Last week's rolling blackouts in Texas were the first in 17 years for the Electric Reliability Council of Texas, and it was all caused by a spike in the weather during a time when extreme heat is not expected.
ERCOT is a non-profit organization regulated by the Public Utility Commission of Texas. According to the ERCOT website, "the organization is entrusted to keep electric power flowing to approximately 20 million Texas customers."
ERCOT Spokesperson Dottie Roark said her agency encourages its many power generating members to perform maintenance during April. "Summer is the peak time for us, so we encourage the maintenance work in April because of the cooler temperatures," said Roark.
Yet last Monday, many of ERCOT's customers coped with rolling blackouts due to unexpected hot temperatures.

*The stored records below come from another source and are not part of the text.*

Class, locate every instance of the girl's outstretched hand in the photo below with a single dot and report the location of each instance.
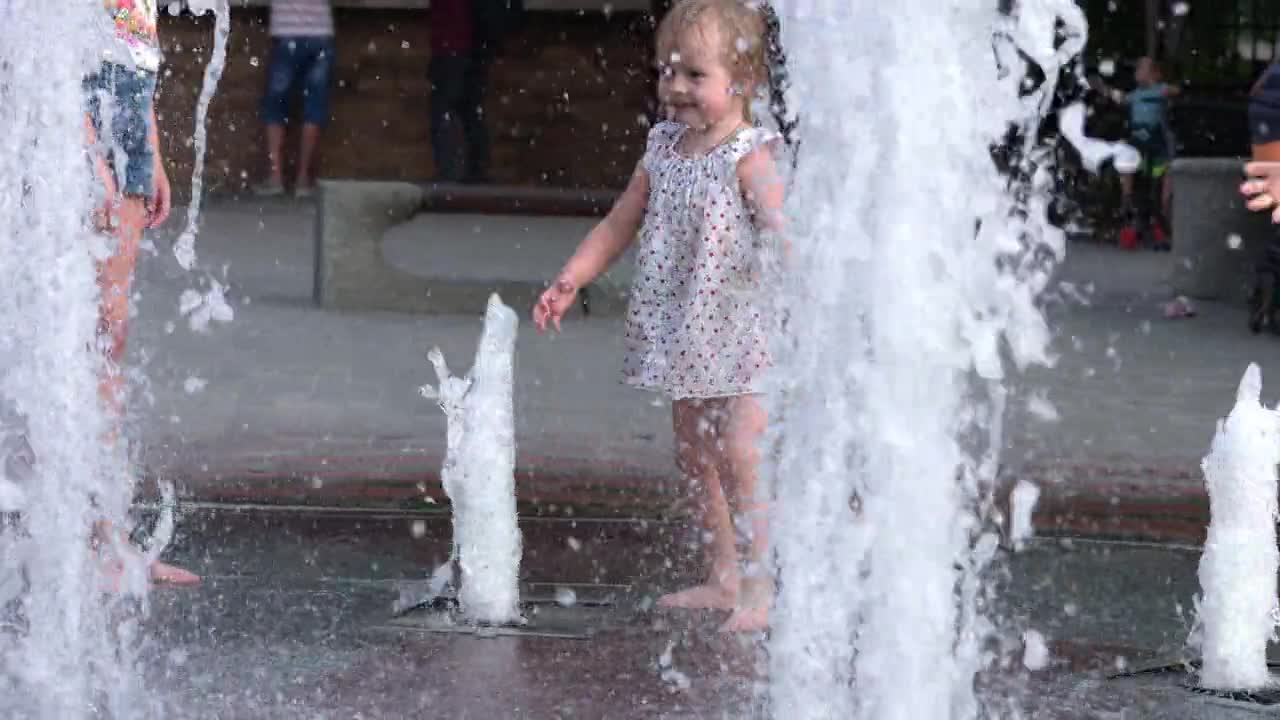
(553, 304)
(1262, 188)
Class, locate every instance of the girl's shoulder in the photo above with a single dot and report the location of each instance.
(750, 140)
(664, 132)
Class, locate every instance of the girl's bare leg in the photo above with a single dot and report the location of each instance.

Roark said the high on April 18 in Dallas was five degrees over the forecast, which caused a huge impact on the grid. "We don't expect temperatures in the 100s at this time, that's why we were short of capacity," she explained. In fact, she said it was a series of events that prompted the involuntary rolling blackouts - something the agency hasn't had to enact for 17 years.
"We do have an electric energy curtailment program and that's what we focused on last Monday," she said, noting the agency's plan for when events like last Monday's happen. Roark said the demand reached a high point last Monday at 12pm, so the agency went to the first step of their emergency plan. "We call in all available capacity. We did that in 2003 during an ice storm and that solved the problem. Yet this time it was still getting hot so we went to step 2 - bringing in the interruptible loads."
"Interruptible loads" is the term for those power generators who have signed a contract with ERCOT to move their loads to ERCOT's if their power is needed.
"Yet then around 4pm we had several units (fail) within a few minutes of each other," said Roark. "That's when our frequency went below a certain cycle. That triggers step 4 - rolling outages."
The failing units caused the process to immediately skip step three of notifying the public to conserve energy before outages were needed. Roark said that move may have inconvenienced some people, but in reality the power operators did the right thing.
"They saved the state from what could have been a really extended sustained blackout which would have cost money and lives. Thank goodness we had our emergency procedure in place to avoid a blackout."
Now ERCOT staff are reviewing lessons learned from last Monday's emergency to see how to avoid it in the future.
This week's temperatures in Texas are forecast to be slightly cooler.